Sappiamo già che Uber ha intenzione di lanciare – in futuro – il ride sharing a guida autonoma ma, a Pitsburgh, il progetto è già partito per il pubblico.

Pittsburgh sarà la prima città a beneficiare del ride sharing a guida autonoma di Uber. Il pilota automatico porterà in giro per la città i passeggeri che si rivolgeranno al servizio, così da poter mettere alla prova, in condizioni di vita reale, gli sviluppi tecnologici del produttore. L’auto utilizzata dalla flotta di test sarà una Ford Fusion con Lidar, videocamere 3D e GPS, tecnologie che guideranno in totale autonomia la vettura anche se, al volante, resterà comunque un pilota pronto ad intervenire in caso d’emergenza, in condizioni di scarsa visibilità o meteo inclemente. In seguito verrà poi potenziato il parco vetture con una flottiglia di Volvo XC90.
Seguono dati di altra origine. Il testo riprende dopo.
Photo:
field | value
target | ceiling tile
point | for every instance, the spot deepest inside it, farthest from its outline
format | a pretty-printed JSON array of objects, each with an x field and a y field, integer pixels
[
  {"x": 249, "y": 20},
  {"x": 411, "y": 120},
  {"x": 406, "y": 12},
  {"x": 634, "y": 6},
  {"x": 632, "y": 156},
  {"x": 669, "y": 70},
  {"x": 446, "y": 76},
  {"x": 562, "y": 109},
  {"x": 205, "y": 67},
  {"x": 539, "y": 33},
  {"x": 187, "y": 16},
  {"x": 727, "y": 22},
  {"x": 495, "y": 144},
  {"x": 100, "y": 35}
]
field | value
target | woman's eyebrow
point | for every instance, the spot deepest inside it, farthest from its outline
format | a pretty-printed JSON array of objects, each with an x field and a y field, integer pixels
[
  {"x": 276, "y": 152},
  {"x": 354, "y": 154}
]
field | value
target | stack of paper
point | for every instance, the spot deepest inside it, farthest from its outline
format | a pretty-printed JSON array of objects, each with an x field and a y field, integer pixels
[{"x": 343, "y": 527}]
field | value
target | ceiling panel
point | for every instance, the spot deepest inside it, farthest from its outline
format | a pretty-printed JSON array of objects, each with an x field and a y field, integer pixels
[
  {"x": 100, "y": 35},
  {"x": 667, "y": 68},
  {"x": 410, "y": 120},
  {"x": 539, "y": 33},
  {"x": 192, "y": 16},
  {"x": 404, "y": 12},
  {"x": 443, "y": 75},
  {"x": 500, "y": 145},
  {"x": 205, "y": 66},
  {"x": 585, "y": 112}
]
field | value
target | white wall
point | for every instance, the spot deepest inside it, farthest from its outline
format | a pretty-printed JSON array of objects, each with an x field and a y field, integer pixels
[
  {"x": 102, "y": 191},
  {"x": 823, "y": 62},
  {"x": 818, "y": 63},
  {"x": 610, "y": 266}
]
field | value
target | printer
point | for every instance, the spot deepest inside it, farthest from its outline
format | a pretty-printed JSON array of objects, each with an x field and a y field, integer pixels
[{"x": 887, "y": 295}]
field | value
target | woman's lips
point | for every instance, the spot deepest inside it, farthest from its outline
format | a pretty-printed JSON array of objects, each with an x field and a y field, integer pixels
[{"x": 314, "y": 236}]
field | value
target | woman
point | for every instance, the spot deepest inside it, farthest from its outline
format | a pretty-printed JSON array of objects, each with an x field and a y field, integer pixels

L’obbiettivo finale del progetto è quello di rivoluzionare la mobilità urbana, anche riducendo il bisogno di un mezzo privato. Tramite app e connessione alla rete, sfruttando vari algoritmi, le auto Uber con pilota automatico pianificheranno i percorsi, gestiranno autonomamente le richieste e le code dei clienti e potranno anche offrire funzionalità più evolute, come la gestione di più clienti su una vettura in base alla tratta e l’adattamento a eventuali ingorghi per ridurre il tempo di viaggio.

Prima di vedere tutto ciò, però, dovremo attendere almeno una decina d’anni dato che, secondo le alte sfere Uber, il lancio commerciale è previsto intorno al 2025.